The availability of unlicensed millimeter wave (mm-wave) radio frequency (RF) bands is spurring the development of main stream applications that use mm-wave wireless technologies. For example, the Institute of Electrical and Electronics Engineers (IEEE) 802.11ad standard—also known as Wi-Gig to consumers—promises up to approximately 7 Gigabits per second data rate over the 60 GHz frequency band for consumer applications such as wireless transmission of high-definition video.
Communication over mm-wave frequency bands can be implemented in wireless communications devices by a RFIC package soldered to a printed circuit board of the device. The RFIC package typically comprises an RFIC chip and an array of non-directional antenna elements used for wireless communications with another mm-wave transceiver.
Unfortunately, mm-wave frequency bands are associated with severe path loss and high inter-symbol interference. To reduce interference and improve communication quality, beamforming techniques are usually used to simulate a directional antenna. Beamforming is typically implemented with an RFIC chip that has phase shifting capabilities of the signal fed to each non-directional antenna array element in order to electronically point the simulated antenna toward a RF signal source.
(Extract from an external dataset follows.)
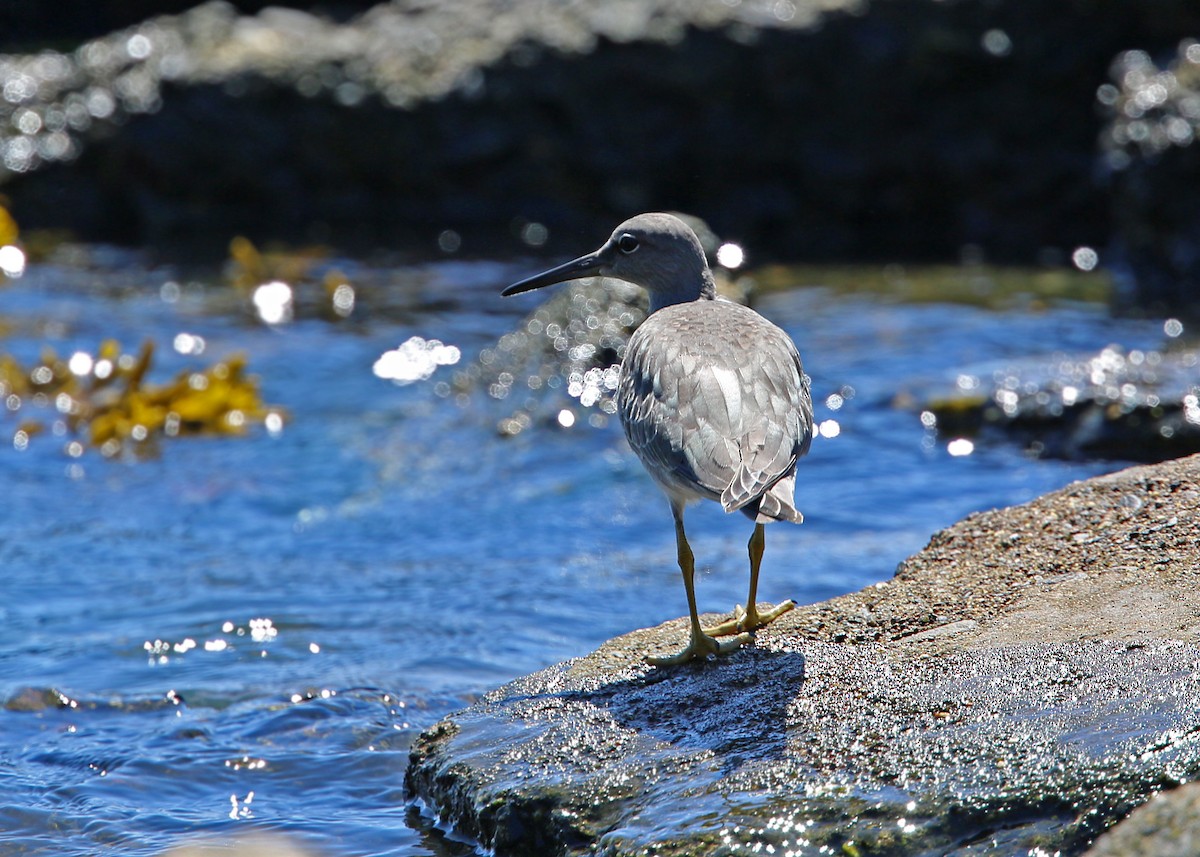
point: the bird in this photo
(713, 399)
Unfortunately, including phase shifting capabilities for beamforming can significantly increase the size, cost, and complexity of the RFIC chip.
It would be desirable to have a solution for reducing interference and improving communication quality over mm-wave frequency bands that does not incur the size, cost, and complexity disadvantages associated with including phase shifting capabilities for beamforming in RFIC chips.
The approaches described in this section are approaches that could be pursued, but not necessarily approaches that have been previously conceived or pursued. Therefore, unless otherwise indicated, it should not be assumed that any of the approaches described in this section qualify as prior art merely by virtue of their inclusion in this section.